Phrase coined by Milton Friedman

"We are all Keynesians now" is a famous phrase attributed to Milton Friedman and later rephrased by U.S. president Richard Nixon. It is popularly associated with the reluctant embrace in a time of financial crisis of Keynesian economics, for example, fiscal stimulus, by individuals such as Nixon who had formerly favored less government intervention policies. The phrase "we are all ... now" has become a formula applied to various other concepts since.

== History and variations ==
In his 1969 book, Carl Turner cites a Russian article by I.G. Blyumin from 1947, referring to what was already the 'famous remark'.

The phrase was later attributed to Milton Friedman in the December 31, 1965, edition of Time magazine. Although generally attributed to Friedman, economics columnist Henry Hazlitt had prominently used that expression a decade earlier in a Newsweek column. In the February 4, 1966, edition, Friedman wrote a letter clarifying that his original statement had been "In one sense, we are all Keynesians now; in another, nobody is any longer a Keynesian".

Friedman's expression was purportedly a rejoinder to the 1888 claim of British politician William Vernon Harcourt that "We are all socialists now"; a declaration that was reprinted for a Newsweek magazine cover story in 2009.
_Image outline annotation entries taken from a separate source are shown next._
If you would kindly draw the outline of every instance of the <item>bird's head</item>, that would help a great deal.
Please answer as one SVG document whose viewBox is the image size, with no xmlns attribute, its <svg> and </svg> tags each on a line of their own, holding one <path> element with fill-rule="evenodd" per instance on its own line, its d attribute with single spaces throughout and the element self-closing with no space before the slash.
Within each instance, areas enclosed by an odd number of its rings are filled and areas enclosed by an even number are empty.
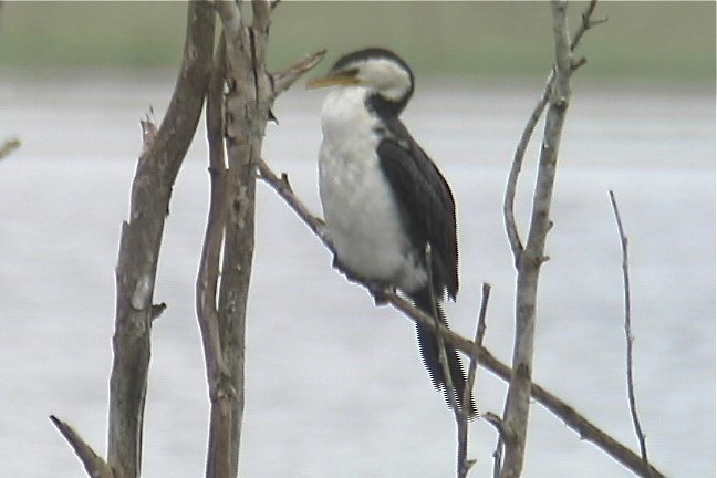
<svg viewBox="0 0 717 478">
<path fill-rule="evenodd" d="M 364 87 L 374 106 L 398 114 L 413 94 L 414 75 L 394 52 L 370 48 L 343 55 L 325 76 L 306 83 L 308 89 L 334 85 Z"/>
</svg>

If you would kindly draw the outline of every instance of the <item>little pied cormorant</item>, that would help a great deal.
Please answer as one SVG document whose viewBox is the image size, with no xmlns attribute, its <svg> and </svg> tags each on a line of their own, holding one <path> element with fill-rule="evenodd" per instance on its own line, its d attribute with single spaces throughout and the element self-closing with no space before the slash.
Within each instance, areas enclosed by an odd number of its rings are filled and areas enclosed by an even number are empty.
<svg viewBox="0 0 717 478">
<path fill-rule="evenodd" d="M 321 112 L 319 188 L 335 266 L 350 278 L 393 285 L 448 324 L 440 301 L 458 292 L 456 209 L 448 183 L 398 115 L 414 91 L 414 75 L 395 53 L 371 48 L 346 54 L 310 89 L 337 86 Z M 432 249 L 433 291 L 426 245 Z M 436 335 L 417 324 L 433 385 L 447 395 Z M 448 370 L 461 403 L 466 378 L 446 344 Z M 475 415 L 472 397 L 469 414 Z"/>
</svg>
In 1971, after taking the United States off the Bretton Woods system, Nixon was quoted as saying he was "now a Keynesian in economics", which became popularly associated with Friedman's phrase.

In 2002, Peter Mandelson wrote an article in The Times declaring "we are all Thatcherites now", referring to the acceptance among the other political parties of Margaret Thatcher's economic policies.

The phrase was used during the 2008 financial crisis, when economists called for massive investment in infrastructure and job creation as a means of economic stimulation.

In 2015, United States Supreme Court Justice Elena Kagan remarked, regarding judicial philosophy, "we're all textualists now".